I’ve turned to painting in the last part of this year as a means to express something other than I felt I could by ceramics only. The experience has found me constructing a large and solid frame in woodwork and then stretching canvas over it. The 8 foot by 6 foot stretcher took a lot of stapling, since then I’ve been faced with covering this huge canvas. I’m using oils and because of the subject matter I am projecting separate images onto it, the light giving me some guidance. The background is more of an adventure in patchwork than an observation, I enjoy this.

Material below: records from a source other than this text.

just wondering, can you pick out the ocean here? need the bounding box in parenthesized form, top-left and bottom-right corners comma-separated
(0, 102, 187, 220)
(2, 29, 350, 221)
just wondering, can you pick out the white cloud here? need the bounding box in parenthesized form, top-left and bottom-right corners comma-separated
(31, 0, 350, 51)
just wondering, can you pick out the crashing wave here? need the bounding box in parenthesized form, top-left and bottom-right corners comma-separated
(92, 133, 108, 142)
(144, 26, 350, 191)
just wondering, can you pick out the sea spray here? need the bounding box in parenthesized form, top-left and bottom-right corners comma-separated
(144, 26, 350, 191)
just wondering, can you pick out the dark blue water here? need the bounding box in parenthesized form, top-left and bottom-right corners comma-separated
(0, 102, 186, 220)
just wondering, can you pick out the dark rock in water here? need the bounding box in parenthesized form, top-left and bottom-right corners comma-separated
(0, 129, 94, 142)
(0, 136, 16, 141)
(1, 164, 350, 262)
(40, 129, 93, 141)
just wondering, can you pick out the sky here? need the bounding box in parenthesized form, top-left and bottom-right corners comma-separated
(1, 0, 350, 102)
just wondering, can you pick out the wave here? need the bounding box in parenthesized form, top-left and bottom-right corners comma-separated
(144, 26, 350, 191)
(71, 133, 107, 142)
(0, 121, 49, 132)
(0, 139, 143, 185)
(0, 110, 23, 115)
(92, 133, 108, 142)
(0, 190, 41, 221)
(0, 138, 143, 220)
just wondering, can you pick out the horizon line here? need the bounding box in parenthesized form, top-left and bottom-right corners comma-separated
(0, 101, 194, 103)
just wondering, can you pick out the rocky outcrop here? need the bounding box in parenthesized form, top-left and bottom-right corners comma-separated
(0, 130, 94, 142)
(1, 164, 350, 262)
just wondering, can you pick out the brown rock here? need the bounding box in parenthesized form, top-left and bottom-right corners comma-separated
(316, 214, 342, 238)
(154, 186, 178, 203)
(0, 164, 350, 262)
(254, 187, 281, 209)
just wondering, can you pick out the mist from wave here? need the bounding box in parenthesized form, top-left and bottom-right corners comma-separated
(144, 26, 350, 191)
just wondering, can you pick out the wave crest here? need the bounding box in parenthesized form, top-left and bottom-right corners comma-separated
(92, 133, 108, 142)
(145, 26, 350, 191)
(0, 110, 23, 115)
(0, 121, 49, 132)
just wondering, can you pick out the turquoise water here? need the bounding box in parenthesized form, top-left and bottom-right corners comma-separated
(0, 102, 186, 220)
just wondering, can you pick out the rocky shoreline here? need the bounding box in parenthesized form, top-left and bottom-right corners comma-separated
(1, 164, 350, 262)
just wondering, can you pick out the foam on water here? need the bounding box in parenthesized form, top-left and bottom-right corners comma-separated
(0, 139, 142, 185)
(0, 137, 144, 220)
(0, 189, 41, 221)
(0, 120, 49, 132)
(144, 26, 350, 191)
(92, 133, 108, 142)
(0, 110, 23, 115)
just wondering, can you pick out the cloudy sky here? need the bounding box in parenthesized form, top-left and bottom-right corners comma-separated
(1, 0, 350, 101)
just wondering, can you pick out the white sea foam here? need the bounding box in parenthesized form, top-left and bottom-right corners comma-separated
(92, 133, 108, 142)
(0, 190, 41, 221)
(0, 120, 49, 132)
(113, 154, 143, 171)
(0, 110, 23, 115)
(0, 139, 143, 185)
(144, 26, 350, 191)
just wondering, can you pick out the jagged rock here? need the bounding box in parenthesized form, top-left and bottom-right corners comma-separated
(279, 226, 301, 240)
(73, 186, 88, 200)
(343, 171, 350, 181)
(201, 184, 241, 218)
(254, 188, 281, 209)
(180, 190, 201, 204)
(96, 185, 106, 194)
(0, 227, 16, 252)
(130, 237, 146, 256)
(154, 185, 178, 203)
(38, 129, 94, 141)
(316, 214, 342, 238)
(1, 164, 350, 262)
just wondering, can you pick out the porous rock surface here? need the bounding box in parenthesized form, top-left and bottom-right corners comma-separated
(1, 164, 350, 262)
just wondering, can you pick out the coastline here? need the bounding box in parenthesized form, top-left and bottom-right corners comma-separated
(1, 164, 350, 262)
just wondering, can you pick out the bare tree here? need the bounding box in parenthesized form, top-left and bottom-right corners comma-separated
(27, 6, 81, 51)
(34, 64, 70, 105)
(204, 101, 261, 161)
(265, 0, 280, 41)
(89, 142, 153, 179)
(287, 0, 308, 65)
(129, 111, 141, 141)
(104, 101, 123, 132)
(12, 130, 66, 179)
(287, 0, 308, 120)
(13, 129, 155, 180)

The seven ladies depicted are all pole-vaulters pictured at the World Indoor Athletics Championships, so right at the top of their game. I’ve chosen them because they see the world from every conceivable angle, even if fleetingly and because they clear the bar even at that highest height. A bar originally set by men. Whilst I cannot pole-vault myself I can appreciate all those angles from swimming, diving (from the mirror) and using other tools such as photographic tripods.
We live in a world where images are so easy to find at light speed, I took this opportunity to attempt to make one slowly. I’m displaying my vessels on poles that to an extent echo the angles of the vaulting poles.
The juxtaposition between the 2D images of people and the 3D pots up-ended or suspended flying through the air represents something of where I sometimes feel I am in time and space.